Lovability is a company that designs, manufactures, and markets condoms, personal lubricant, and other sexual health & wellness products. Based in Los Angeles, the company sells a variety of products, including male condoms.

History 
Lovability was founded in New York City in 2014 by mother and daughter Pam and Tiffany Gaines. Tiffany, a NYU graduate with a degree in Social Entrepreneurship, was the company's initial president and CEO. Gaines was also a graduate student in the Design for Social Innovation program at the School of Visual Arts. Prior to starting Lovability, Gaines was a Corporate Innovations Consultant for Hyatt Hotels. Her mother Pam has thirty years of experience as an entrepreneur.

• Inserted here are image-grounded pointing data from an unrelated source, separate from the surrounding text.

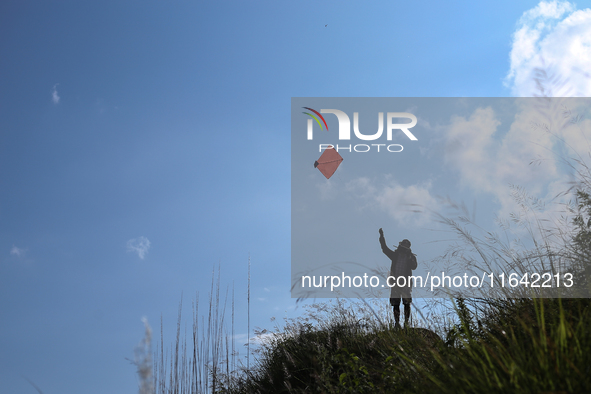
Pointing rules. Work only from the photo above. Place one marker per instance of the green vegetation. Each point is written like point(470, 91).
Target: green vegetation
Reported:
point(512, 341)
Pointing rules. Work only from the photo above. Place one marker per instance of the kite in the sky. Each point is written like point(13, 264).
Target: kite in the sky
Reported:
point(328, 162)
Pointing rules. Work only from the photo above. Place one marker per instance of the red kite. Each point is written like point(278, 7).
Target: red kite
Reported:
point(328, 162)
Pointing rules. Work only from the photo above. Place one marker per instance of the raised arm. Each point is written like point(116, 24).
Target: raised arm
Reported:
point(387, 251)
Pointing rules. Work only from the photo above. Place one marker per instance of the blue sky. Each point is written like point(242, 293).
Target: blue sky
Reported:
point(165, 126)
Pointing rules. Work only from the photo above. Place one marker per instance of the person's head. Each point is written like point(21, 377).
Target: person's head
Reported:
point(405, 243)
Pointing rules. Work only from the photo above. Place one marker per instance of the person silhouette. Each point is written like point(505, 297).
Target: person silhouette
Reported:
point(403, 263)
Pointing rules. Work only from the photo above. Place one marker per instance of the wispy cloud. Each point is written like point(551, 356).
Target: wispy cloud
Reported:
point(405, 204)
point(55, 98)
point(139, 245)
point(18, 252)
point(551, 50)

Gaines credits her personal experience as inspiration for the company and product. She explained that she was purchasing tampons at a convenience store in front of a group of men. The tampons were located high on a shelf behind the register, next to the condoms, and the clerk had to retrieve an "orange-picking" claw to get them. This led to the idea to change the perception of condoms as a male-oriented product and to destigmatize their purchase and carrying by women. The result of this idea was condoms in gold wrappers that come in small tins, aimed to be more aesthetically appealing than traditional condoms.

Ownership Change 
In February 2019, Lovability was acquired by a women-led investor group led by sexual wellness pioneer and inventor of The WaterSlyde, Maureen Pollack, Co-owners Kamini Sharma and John Paul Basile are former sports and entertainment senior executives.

Operations 
The company has multiple marketing and operational objectives that were laid out in a 2013 Forbes article. An eight-point plan was presented that includes:
 Making condoms available for purchase in places that condoms aren’t typically available such as beauty supply stores, lingerie stores, department stores, and accessory boutiques
 The use of packaging that is "chic, discrete, and resembles a high-end cosmetic product".
 Promotion of condoms on college campuses to educate others on the importance of safe sex and use the product to raise money for their designated philanthropy.
 Encouraging women to take charge of their sexual health and practice self-love.
 Use of an e-commerce website so that women can send condoms either with a personalized note or anonymously.
 Use of celebrity spokespeople, such as the cast members of MTV’s Teen Mom series.
 Engaging women of all ages.
 Being responsive and adaptive based on customer feedback.

Fundraising 
In 2015, Lovability started a funding campaign on the crowd funding website IndieGoGo. The campaign met its goal and  had attained 184% of its targeted amount. In conjunction with the campaign, they produced a video based on testimony from individuals found in New York's Union Square to show why women are resistant to carrying condoms.

Chase bank 
In 2014, the company was initially rejected by Chase Paymentech services "as processing sales for adult-oriented products is a prohibited vertical" and was told that it was a "reputational risk" to process payment for condoms. Gaines then started a petition to ask Chase to review and change its policy of classifying condoms as an "adult-oriented product". The petition gained 3,400 signatures in its first week. The bank later reversed its decision and invited Gaines to submit an application citing that it was already doing business with a "wide variety of merchants, including grocers and drug stores, that sell similar products." Gaines stated that she does not plan to use Chase Paymentech's services until she feels confident that no other condom companies will face the resistance that she did.